Caso Resuelto

Para resolver el caso, y ganar la partida, el detective de turno debe hacer público, concreto y preciso todos los entresijos e incógnitas que envuelven al enigma, y en particular debe localizar los cinco elementos fundamentales de la trama: el qué, el cómo, el porqué, el dónde y cuándo, y el quién. Esto significa que el anfitrión debe que ser puntillista hasta el extremo. Por ejemplo, si la víctima murió envenenada, el detective de sillón tiene que indicar con qué veneno y si fue un robo, se ha de saber lo robado; sino sólo sería una deducción parcialmente correcta, y faltaría información vital y trascendente para resolver el caso.
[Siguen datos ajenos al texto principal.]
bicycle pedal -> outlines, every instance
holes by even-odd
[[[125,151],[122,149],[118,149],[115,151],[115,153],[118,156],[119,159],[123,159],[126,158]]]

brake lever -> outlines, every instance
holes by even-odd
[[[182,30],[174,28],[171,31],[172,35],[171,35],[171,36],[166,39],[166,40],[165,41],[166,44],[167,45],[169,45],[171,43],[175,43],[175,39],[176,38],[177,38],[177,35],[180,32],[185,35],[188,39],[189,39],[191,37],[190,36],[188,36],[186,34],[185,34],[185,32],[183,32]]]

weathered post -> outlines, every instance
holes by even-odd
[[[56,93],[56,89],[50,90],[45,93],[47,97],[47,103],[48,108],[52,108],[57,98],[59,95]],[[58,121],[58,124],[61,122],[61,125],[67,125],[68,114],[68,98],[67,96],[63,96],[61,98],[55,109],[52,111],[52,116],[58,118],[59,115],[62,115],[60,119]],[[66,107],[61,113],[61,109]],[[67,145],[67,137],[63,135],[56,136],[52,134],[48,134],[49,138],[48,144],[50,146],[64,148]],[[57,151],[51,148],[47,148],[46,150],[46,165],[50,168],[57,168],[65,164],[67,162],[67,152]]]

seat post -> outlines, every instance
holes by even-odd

La resolución debe ser perfecta, sin ambigüedades de ningún tipo y sin fisuras.

Cuando esto ocurra conseguirá embolsarse todas las libras del ‘bote’ que haya en ese momento en juego, y será nombrado detective de honor de ese caso, pasando a formar parte LIBRO DE HONOR Y GLORIA del Club de los Martes, con los demás ilustres y apreciados detectives honoríficos de enigmas anteriores, siendo además el próximo anfitrión del Club de los Martes en la siguiente reunión. Anota también en el libro el tiempo que tardó en resolver el enigma, y las libras que consiguió como recompensa.

Experiencia: Yo no soy partidario de repartir experiencia ni recompensar de alguna forma a los ganadores en este tipo de juegos, pero si así lo deseas puedes hacer, por ejemplo, que un detective cada 3 casos que haya resuelto favorablemente (o lo que consideres oportunos) pueda añadir un nuevo cliché a su cuaderno de campo. Tuya es siempre la última palabra.